Tuesday, April 12, 2011

CC--Christianese 11: God is Beauty


--Now, unlike many of the other terms I’ve been describing, the Beauty of God isn’t one that requires a special word, but since it fits in with the other omni’s we’ve been using, I thought it would be worth mentioning here.
--But the idea is quite simple. God is beautiful in the sense that any way in which you truly behold Him (through the eyes, the mind, the spirit, whatever) is always going to entail an overwhelming sense of aesthetic or artistic appeal.
--Beautiful things are things we not merely like to look at, but we lose ourselves momentarily or for an even longer time in looking at them.

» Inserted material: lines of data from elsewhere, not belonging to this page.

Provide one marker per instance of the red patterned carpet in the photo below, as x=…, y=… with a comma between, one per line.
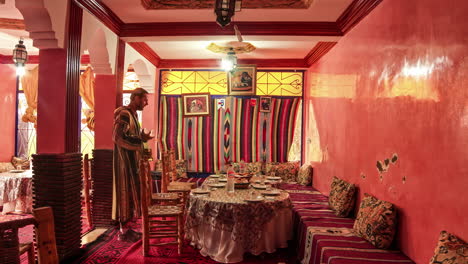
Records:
x=108, y=249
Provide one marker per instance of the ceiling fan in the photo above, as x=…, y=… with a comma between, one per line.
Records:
x=231, y=48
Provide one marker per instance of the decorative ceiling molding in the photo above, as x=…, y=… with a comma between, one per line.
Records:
x=320, y=49
x=103, y=13
x=34, y=59
x=247, y=28
x=355, y=12
x=9, y=23
x=147, y=52
x=209, y=4
x=215, y=63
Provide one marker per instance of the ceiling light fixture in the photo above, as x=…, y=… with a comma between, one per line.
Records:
x=20, y=56
x=229, y=63
x=225, y=9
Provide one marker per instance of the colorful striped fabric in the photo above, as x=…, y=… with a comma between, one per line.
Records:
x=324, y=238
x=231, y=134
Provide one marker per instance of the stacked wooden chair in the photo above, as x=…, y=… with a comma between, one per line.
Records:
x=159, y=221
x=45, y=239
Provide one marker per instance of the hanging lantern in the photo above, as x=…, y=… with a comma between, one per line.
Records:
x=20, y=56
x=224, y=10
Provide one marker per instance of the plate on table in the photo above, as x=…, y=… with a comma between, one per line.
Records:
x=259, y=186
x=200, y=191
x=271, y=193
x=17, y=171
x=274, y=178
x=217, y=185
x=254, y=200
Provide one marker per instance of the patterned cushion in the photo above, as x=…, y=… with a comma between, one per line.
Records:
x=158, y=165
x=268, y=167
x=6, y=166
x=235, y=166
x=376, y=221
x=287, y=171
x=341, y=199
x=254, y=167
x=304, y=176
x=450, y=249
x=181, y=168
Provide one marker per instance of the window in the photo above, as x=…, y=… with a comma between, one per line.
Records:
x=270, y=83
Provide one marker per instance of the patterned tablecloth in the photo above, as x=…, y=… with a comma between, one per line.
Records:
x=245, y=221
x=16, y=191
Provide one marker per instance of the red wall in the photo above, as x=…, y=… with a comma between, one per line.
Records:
x=7, y=111
x=104, y=106
x=398, y=83
x=51, y=101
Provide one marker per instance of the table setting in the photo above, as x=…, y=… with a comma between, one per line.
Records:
x=225, y=222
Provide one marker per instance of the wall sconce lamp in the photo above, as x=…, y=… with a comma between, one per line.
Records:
x=20, y=56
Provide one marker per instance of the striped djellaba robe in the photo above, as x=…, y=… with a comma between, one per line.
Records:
x=128, y=148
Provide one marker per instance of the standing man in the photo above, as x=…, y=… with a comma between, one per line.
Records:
x=128, y=140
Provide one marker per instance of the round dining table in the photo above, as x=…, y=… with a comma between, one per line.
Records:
x=225, y=226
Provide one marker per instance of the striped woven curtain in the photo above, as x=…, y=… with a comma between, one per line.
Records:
x=231, y=134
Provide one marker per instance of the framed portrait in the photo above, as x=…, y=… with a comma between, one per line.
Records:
x=196, y=104
x=242, y=80
x=265, y=104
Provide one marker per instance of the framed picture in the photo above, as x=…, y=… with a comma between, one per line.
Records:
x=265, y=104
x=196, y=104
x=242, y=79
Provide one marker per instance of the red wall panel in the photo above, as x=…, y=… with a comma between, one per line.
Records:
x=7, y=112
x=398, y=83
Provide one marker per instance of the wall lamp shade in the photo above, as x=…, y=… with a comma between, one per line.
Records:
x=229, y=62
x=20, y=56
x=224, y=10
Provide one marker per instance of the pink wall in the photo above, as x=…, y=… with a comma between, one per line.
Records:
x=51, y=100
x=149, y=120
x=398, y=83
x=104, y=106
x=7, y=110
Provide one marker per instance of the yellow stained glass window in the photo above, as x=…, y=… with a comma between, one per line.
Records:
x=279, y=83
x=179, y=82
x=131, y=81
x=272, y=83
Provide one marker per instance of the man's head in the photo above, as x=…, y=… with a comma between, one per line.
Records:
x=139, y=98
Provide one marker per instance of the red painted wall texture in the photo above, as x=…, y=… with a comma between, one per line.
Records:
x=104, y=94
x=7, y=112
x=398, y=83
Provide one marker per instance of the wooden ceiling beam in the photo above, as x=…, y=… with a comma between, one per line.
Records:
x=247, y=28
x=10, y=23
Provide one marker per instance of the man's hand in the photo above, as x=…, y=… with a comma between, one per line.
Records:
x=145, y=137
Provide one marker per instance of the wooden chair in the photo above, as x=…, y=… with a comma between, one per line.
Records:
x=86, y=190
x=45, y=236
x=158, y=221
x=29, y=249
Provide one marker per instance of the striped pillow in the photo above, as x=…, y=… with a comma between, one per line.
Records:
x=376, y=221
x=341, y=199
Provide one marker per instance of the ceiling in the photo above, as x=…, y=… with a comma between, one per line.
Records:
x=272, y=46
x=186, y=45
x=9, y=37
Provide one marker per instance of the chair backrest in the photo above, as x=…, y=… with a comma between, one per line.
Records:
x=145, y=189
x=45, y=236
x=166, y=171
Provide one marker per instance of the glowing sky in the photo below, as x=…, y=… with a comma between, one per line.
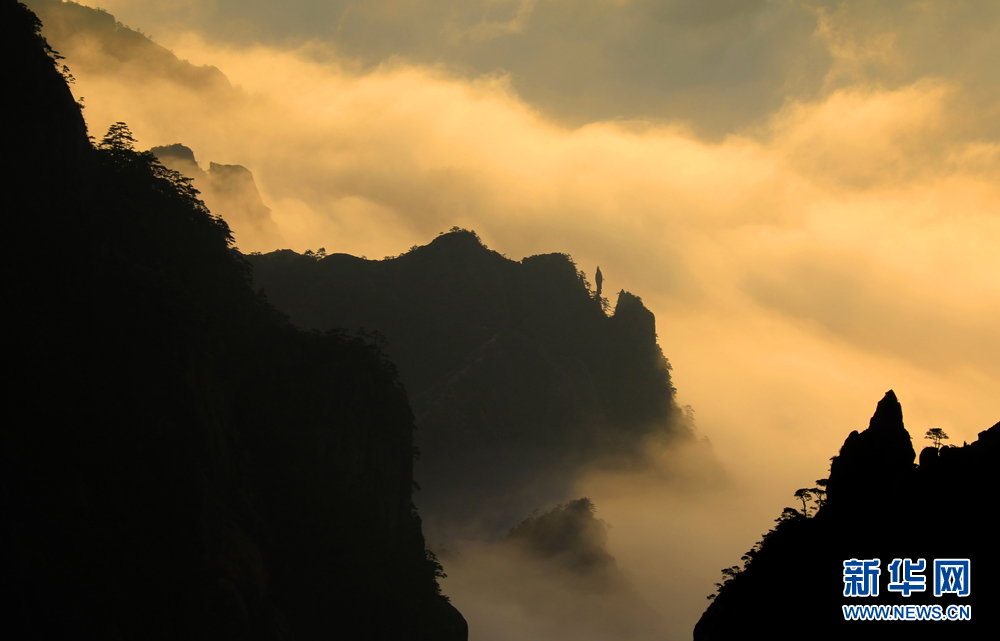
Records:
x=804, y=192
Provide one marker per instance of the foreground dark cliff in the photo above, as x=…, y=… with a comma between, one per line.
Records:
x=879, y=505
x=178, y=461
x=518, y=376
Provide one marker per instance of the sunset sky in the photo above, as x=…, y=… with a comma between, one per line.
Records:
x=804, y=192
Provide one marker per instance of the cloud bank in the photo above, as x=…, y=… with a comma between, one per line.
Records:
x=805, y=193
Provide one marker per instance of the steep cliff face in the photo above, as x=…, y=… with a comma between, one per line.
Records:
x=177, y=460
x=518, y=376
x=880, y=506
x=229, y=191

We long to look at them and find ourselves captivated by them and wanting the experience of seeing them to go on and not end.
--And we want to share that experience immediately with other people.
--And this is merely the way it works with our visual sense.
--Every experience like this is really a pointer toward the Beauty of God, Who is so compelling and majestic that we literally lose awareness of anything else when we are near Him or in “sight” of Him.
--So it’s not merely that God is beautiful. That’s obvious.
--It’s that God is Beauty itself in the sense that all other forms and experiences of beauty are just reminders or hints of Him and that He is the source and standard of the very idea of something being aesthetically appealing.
--That’s why when people speak of God, they always find themselves a bit stymied by the limits of language, just as it’s virtually impossible to convey love in words. So we must resort to poetry or to song or dance to somehow convey the depth and motivational power of encountering something so beautiful.
--It’s also interesting as an after-note that there’s no widely used term for this one, perhaps Omnibellus or Omnibellaforma, but I know not nearly enough Latin to invent words in that language.